Shein Caught Using CEO Killer Luigi Mangione as a Male "Mommy And Me" Model
Briefly

Shein published a product listing featuring a model image that closely resembled Luigi Mangione, the accused assassin of United HealthCare CEO Brian Thompson. The listing provoked immediate online derision and concerns about the accused receiving a fair trial. Social users and public figures criticized the juxtaposition and called for legal recourse. Many observers suggested the image may have been generated or altered using AI, prompting consent and misuse questions. Mangione is currently incarcerated and awaiting trial in the Metropolitan Detention Center in Brooklyn. Earlier online activity produced chatbots based on Mangione, some advocating further violence against CEOs.

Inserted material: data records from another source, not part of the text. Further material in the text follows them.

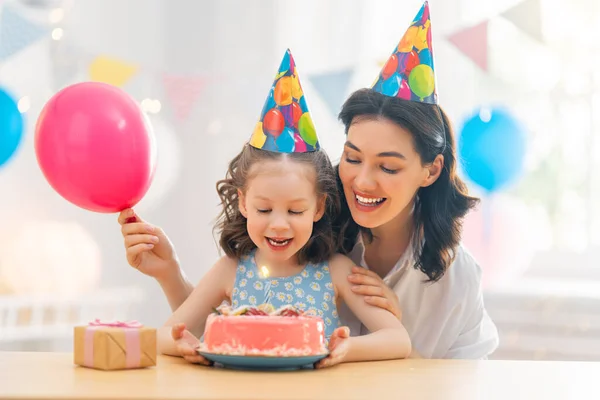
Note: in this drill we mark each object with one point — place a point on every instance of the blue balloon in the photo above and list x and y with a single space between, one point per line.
285 142
270 144
303 105
11 127
425 57
269 103
391 85
491 147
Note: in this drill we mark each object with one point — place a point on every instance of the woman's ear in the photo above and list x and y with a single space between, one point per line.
242 204
320 208
433 171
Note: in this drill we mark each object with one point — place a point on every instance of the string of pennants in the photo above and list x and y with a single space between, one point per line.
17 33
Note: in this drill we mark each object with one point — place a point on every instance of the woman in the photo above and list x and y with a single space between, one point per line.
402 215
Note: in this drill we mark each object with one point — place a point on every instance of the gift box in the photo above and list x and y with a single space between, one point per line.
115 345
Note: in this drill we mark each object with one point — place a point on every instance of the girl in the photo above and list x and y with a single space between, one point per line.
277 206
403 204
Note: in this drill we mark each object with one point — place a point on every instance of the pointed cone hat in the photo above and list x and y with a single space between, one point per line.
409 73
285 124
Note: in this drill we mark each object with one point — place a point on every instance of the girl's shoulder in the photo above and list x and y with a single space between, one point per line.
340 265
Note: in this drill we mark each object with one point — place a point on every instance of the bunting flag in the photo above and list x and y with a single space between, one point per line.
183 91
527 17
473 42
332 87
17 32
111 71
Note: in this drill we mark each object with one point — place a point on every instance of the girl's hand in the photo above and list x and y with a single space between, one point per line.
376 292
148 248
338 348
187 345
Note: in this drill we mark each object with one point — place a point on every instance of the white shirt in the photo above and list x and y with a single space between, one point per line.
445 319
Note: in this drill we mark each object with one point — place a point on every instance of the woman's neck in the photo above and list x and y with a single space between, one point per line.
390 241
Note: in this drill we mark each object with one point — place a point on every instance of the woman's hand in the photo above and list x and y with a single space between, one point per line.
376 292
339 344
148 249
187 345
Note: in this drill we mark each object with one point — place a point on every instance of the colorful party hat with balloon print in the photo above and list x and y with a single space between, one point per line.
409 72
285 124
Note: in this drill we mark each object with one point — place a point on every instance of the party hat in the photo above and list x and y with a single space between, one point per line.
285 124
409 73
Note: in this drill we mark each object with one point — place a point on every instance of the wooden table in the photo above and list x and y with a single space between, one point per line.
53 376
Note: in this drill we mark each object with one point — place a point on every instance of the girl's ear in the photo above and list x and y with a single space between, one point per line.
320 208
242 204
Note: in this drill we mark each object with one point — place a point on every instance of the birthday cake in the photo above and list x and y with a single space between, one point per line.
264 331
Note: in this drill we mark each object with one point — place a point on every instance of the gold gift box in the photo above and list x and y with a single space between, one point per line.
114 347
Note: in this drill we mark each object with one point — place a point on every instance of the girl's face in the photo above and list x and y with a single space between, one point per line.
381 172
280 205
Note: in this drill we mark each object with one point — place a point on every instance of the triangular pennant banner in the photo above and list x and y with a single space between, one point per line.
527 17
332 87
17 33
473 42
183 91
111 71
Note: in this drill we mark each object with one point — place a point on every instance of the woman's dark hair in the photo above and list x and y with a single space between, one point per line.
234 238
439 207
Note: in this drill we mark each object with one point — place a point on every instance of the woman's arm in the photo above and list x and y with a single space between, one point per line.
388 338
213 288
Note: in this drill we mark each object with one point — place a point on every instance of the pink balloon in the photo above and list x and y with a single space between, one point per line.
96 147
501 235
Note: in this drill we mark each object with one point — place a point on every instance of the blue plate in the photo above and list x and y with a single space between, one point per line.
263 363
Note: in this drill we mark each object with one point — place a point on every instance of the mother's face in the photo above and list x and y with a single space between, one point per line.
381 171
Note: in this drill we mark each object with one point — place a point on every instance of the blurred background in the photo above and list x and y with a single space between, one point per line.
519 78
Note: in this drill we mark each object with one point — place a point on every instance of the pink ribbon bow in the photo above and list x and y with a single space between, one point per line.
116 324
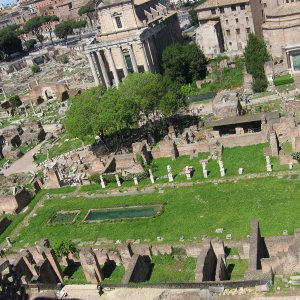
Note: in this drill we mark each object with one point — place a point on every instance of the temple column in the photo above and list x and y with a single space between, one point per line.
92 66
113 67
132 57
124 63
144 57
103 69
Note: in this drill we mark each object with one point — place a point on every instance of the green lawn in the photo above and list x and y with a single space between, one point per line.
188 211
237 268
168 269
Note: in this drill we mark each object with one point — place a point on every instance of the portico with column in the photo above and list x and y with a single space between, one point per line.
110 63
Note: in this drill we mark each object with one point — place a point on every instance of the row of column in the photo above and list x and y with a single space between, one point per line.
96 62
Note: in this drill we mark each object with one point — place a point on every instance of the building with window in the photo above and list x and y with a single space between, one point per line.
132 37
224 25
281 32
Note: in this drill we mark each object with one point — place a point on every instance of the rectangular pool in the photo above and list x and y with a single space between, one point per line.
131 212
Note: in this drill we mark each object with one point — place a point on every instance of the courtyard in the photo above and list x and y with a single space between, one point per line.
189 213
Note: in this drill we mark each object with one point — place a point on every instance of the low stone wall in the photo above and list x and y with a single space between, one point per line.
138 270
206 264
278 244
247 139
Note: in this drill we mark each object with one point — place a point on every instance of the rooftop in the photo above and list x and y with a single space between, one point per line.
285 10
243 119
217 3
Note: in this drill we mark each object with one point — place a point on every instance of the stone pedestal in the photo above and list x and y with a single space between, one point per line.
102 182
151 176
222 172
118 180
170 175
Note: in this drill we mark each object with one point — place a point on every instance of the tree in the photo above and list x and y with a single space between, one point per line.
256 55
86 10
15 101
193 17
82 118
9 41
35 68
63 248
183 63
171 102
47 22
144 89
63 29
79 25
30 44
34 25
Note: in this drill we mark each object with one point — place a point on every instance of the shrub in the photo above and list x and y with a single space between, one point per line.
286 79
296 156
260 84
35 69
15 101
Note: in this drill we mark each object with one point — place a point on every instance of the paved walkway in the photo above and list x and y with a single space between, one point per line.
24 164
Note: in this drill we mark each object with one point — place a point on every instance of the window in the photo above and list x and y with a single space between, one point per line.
128 61
118 22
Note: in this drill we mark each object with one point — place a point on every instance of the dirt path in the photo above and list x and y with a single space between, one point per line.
24 164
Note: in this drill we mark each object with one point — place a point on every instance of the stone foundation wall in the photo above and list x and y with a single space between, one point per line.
247 139
138 270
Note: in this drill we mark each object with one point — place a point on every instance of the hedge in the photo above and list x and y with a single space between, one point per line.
285 79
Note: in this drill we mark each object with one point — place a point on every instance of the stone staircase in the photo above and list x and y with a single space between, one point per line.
82 291
297 80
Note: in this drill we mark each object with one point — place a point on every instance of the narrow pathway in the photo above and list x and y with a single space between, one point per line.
24 164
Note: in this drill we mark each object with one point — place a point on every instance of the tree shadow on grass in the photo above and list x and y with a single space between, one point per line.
71 269
108 268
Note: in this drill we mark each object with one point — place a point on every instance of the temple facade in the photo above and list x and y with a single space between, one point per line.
131 38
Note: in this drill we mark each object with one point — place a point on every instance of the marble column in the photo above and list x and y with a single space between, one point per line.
92 66
113 67
103 69
132 57
123 62
144 57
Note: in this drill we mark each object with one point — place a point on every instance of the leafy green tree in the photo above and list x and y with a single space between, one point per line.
171 102
35 68
63 248
184 63
144 89
15 101
256 55
9 41
82 118
34 25
63 29
79 25
30 44
48 22
88 11
193 18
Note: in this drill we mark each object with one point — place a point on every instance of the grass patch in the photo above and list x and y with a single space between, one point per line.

In the roughly eight years since it burst onto the global e-commerce scene, the uber-cheap fast fashion marketplace Shein has been accused of everything from stealing designs and requiring exploitatively grueling shifts to forcing China's Uyghur minority to work at its facilities, and even working with suppliers that used child labor. Now, the Chinese-founded and Singapore-based online megaretailer is again under scrutiny due to a product listing whose model looks a lot like Luigi Mangione, the 20-something alleged assassin of United HealthCare CEO Brian Thompson last December.
First spotted and tweeted out by Pop Crave, a massively popular X account that has become something of a news wire for the social media set, the fast fashion site's use of Mangione's likeness led to immediate derision online. "Seriously," remarked Tarence Ray of the "Trillbillies" podcast in a post on X, "how is this guy supposed to get a fair trial at this point[?]" "Prison industrial complex meets fast fashion industrial complex," bemoaned Megan Hunt, a state senator from Nebraska, in another X post. "So bleak. I hope he sues them."
Beyond the well-deserved chiding, many suggested that the beloved alleged murderer's face had been placed in the ad using AI tech. If that's the case, it unfortunately wouldn't be the first time Mangione's case has intersected with the tech: in the wake of his capture last year, people online began making chatbots based on him, including ones that called for the murder of more CEOs.